I don’t fault the actors, however, their performances were uniformly superb.
The movie, and the book on which it’s based (which I simply must find), “Country of My Skull ” by Antjie Krog, is set in South Africa in 1994 just after the fall of Apartheid. Samuel L. Jackson portrays an American Newspaper reporter, Langston Whitfield, who has been dispatched to cover Nelson Mandela’s brilliantly conceived “Truth and Reconciliation Commission” hearings.
These commissions, as you know, allowed White Afrikaner security officials and police to be granted amnesty in exchange for telling the truth about their heinous and often brutal treatment and disappearances of the native black guerrilla fighters (whom they termed “terrorists”) and many other just regular folks unlucky enough to have known or been related to them.
At the first commission hearing Whitfield encounters Anna Malan, an accomplished Afrikaner poet and radio reporter (portrayed by the impossibly beautiful Julliette Binoche) and her assigned sound engineer, the irrepressible “Dumi” - fleshed out endearingly by Menzi Ngubane.

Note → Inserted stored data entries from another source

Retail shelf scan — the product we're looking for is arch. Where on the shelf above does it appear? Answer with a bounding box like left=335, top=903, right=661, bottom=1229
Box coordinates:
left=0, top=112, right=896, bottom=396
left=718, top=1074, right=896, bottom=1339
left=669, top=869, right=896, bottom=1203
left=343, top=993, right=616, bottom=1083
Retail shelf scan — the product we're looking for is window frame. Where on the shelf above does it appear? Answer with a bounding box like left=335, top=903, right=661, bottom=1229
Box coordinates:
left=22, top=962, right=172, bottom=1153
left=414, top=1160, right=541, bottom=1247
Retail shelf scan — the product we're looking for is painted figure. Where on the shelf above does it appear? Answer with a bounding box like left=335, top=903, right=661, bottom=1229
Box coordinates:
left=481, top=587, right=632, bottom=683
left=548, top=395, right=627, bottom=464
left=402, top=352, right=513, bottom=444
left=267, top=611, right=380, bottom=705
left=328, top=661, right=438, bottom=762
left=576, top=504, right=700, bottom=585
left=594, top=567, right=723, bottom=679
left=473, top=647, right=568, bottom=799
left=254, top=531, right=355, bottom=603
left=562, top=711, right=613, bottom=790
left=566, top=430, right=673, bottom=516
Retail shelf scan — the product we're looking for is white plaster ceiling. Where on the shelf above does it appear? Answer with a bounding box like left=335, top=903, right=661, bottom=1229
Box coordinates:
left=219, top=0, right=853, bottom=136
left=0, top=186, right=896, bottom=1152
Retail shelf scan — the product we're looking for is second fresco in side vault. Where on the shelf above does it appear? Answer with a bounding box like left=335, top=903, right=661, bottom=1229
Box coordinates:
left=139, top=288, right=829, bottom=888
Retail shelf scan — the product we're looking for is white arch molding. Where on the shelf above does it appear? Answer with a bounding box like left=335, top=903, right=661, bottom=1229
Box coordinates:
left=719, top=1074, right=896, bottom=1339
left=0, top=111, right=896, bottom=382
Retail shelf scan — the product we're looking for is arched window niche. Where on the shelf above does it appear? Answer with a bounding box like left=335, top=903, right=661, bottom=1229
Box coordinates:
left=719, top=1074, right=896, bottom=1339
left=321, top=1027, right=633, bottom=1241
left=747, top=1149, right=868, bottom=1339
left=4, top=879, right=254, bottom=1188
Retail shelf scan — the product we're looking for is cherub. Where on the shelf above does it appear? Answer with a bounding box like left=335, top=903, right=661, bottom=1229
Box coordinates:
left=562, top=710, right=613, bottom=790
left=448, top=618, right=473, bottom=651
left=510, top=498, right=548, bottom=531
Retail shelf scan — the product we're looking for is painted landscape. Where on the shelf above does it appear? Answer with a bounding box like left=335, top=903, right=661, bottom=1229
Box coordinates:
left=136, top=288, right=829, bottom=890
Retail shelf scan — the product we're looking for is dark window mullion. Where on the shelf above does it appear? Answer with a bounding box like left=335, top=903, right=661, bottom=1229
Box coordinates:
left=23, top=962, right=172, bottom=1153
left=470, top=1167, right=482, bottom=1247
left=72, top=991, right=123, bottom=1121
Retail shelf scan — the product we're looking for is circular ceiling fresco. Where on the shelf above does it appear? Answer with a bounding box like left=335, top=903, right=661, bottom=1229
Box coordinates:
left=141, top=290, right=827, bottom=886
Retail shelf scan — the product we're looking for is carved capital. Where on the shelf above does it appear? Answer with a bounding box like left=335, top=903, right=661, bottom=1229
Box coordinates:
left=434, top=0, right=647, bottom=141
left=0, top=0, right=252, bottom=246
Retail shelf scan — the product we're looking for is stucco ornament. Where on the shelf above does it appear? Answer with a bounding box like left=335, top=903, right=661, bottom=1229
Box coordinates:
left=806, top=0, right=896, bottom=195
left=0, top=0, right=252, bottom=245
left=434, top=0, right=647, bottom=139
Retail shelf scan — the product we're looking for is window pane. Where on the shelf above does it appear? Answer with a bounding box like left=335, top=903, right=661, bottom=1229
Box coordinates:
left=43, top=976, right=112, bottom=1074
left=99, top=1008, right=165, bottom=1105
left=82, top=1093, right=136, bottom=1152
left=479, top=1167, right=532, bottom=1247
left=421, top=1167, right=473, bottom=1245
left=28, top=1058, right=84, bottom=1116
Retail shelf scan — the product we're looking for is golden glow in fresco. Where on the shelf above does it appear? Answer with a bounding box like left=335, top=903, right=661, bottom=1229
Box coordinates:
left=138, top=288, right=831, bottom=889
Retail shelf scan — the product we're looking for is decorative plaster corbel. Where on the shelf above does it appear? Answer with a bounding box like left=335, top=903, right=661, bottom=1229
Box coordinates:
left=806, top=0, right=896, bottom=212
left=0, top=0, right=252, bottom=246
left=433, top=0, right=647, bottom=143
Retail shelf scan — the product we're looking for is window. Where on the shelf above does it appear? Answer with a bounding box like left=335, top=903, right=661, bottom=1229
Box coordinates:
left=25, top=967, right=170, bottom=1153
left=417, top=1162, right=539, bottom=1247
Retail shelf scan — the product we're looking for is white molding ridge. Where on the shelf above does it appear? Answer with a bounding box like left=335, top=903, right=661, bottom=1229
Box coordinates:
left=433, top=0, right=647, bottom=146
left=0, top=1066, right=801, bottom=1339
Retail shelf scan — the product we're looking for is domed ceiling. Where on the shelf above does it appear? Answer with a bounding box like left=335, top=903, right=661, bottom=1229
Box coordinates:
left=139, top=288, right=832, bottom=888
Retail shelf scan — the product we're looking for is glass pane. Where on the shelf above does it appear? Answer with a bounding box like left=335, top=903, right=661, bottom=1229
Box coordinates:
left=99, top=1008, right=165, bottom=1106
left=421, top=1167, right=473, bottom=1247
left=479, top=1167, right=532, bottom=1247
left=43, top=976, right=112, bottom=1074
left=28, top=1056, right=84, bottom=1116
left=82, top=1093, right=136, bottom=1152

The movie is good enough that I don’t want to drop any spoilers here but I will say that it does a heart and gut wrenching good job of showing the savagery of the Apartheid regime and the incredibly blase attitude with which the police went about their gruesome work. Scenes between Jackson and Brenden Gleeson (who plays a former highly placed security official) are particularly intense as the Whitfield character cannot hide his contempt and hatred for the admitted murderer and his matter-of-fact justifications for his bloody crimes; whereas the cop not so subtly implies that Whitfield (and implicitly the audience) - as witnessed by his (our) capacity for hating him - would have behaved with equal cruelty were the situations reversed.
No one gets off the hook.
Which is why I said it had the makings of a great movie.
But it fell just short.
That’s another Diary.
Nonetheless, what inspired me to write this diary, or closer to the truth, influenced the way it is constructed - as I had determined to write on this subject anyway - was a word in the film that I had never encountered before, uttered contemptuously in the movie by a ex freedom fighter as he is about to extra legally execute an informant for the fallen regime.
He calls him “Mbembe”….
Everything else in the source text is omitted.